Conservative thinkers in the west explicitly believed that scripture, like the bible, was the only proof of the relationship between God and his creation. Western thinkers were unable to see the study of philosophy, where reason is understood as the standard for themes like morality and religion. Faith and reason are heavily dependent on sacred writings backed by a theoretical rationale. Inspired by this philosophy, the west gained the idea that you did not have to be Christian to have a conception of God. The concept that it is vital that you account your own journey of faith, because “it is necessary for one who wants to know God as He ought to be known to acquaint himself with the essence of things, so that he may get information about the creation of all things” (Ibn Rushd).
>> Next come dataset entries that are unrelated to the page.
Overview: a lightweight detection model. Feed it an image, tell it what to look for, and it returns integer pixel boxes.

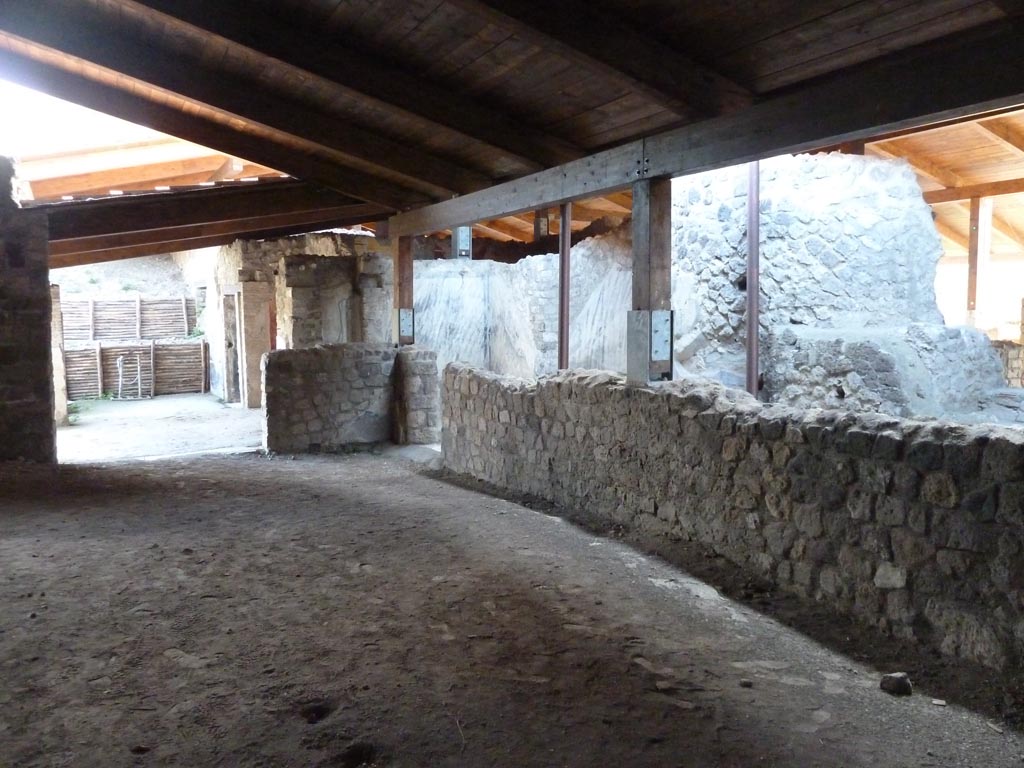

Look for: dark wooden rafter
[0,0,490,197]
[451,0,752,120]
[391,20,1024,234]
[123,0,584,172]
[0,48,421,210]
[992,0,1024,16]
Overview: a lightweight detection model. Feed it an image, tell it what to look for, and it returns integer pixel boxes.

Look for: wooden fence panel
[156,342,206,394]
[65,349,99,400]
[65,342,209,400]
[60,298,196,341]
[102,344,153,397]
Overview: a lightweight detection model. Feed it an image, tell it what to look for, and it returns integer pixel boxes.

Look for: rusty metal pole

This was the dawn of the philosophical idea that inspired thinkers like St. Thomas Aquinas to believe that faith comes after reason, and further faith enables a person to understand what couldn’t be understood through the previous theories of religion alone.

The exchanges with the Ottoman Empire, however, have profoundly changed the tastes and possibilities in the west of the continent and contributed to the birth of the modern world. Oriental imports covered a wide range of products, from cotton spices, satin carpets, tulips to porcelain and horses, pigments, and so on. The palette of painters has also been enlarged and brought to the paintings of the Renaissance the bright blue and red that characterize them. It is the Arab and Islamic trade practices that have spread, and imposed the Indo-Arab figures, the use of the comma the signs of addition (+), subtraction (-) and multiplication ( x). Not only objects from the east that were shown on the paintings (including inscriptions in Arabic on the Virgin’s clothes), but also the painters themselves. A case in point is the many artists who went to Istanbul and reported motifs inspired by Ottoman and Persian traditions. The flows in the scientific field, especially from East to West, were no less dense.

Even the fall of Constantinople in 1453 was seen with moderation by many Christians. The period of the fifteenth and sixteenth centuries was, therefore, that of a tremendous commercial and financial boom, a breathtaking dynamism of which all the protagonists were aware. It was the breeding ground of humanism that was part of that era in which enrichment, power and greed were glorified. The very practical concerns of humanists are brought to light by the Italian writer Petrarch, who advocated both the personal quest for philosophical truth and the practical ability to operate effectively in society through rhetoric and persuasion.

Montesquieu was a French writer that voiced his strong opinions about the Parisian society through the Persian Letters. This series of 161 letters reveals the true jealousy and wit the French had towards the Persians during the late eighteenth century. True criticism is revealed within the letters, as concise and clear statements are made to express the Europeans’ high grade of self-esteem. From the western point of view, people thought “[The King of France] has often been heard to say that of all the governments of the world, that of the Turks or that of our own august sultan pleased him most, so greatly he affected the oriental style of politics” (Montesquieu 1). The text, thereafter, criticizes Middle Eastern society in their ways of politics, culture, religion, and social structure. The so-called cultural domination over non-Western people forever inspires the future of the West to live up to these unrighteous virtues of superiority. Montesquieu therefore is the initial culprit of Western thought of domination over foreign countries – in this case, the Middle East.

The deeply rooted culture of western world is considerably thought to be original and ever so inspired by their earliest civilizations. Many unfortunately look past the Middle East’s incredible sciences, math, social conduct, great thinkers, scholars, and innovations. Orientalism, an idea introduced by Edward Siad, truly transformed the vision of the relationship between the West and East. Understanding that western culture was to believe that the Middle East was essentially timeless, further helps us understand that this was just a façade. Through the exchange of ideas through conquest and trade, we are now able to grasp that notion the west acquired great inspiration from the Middle East.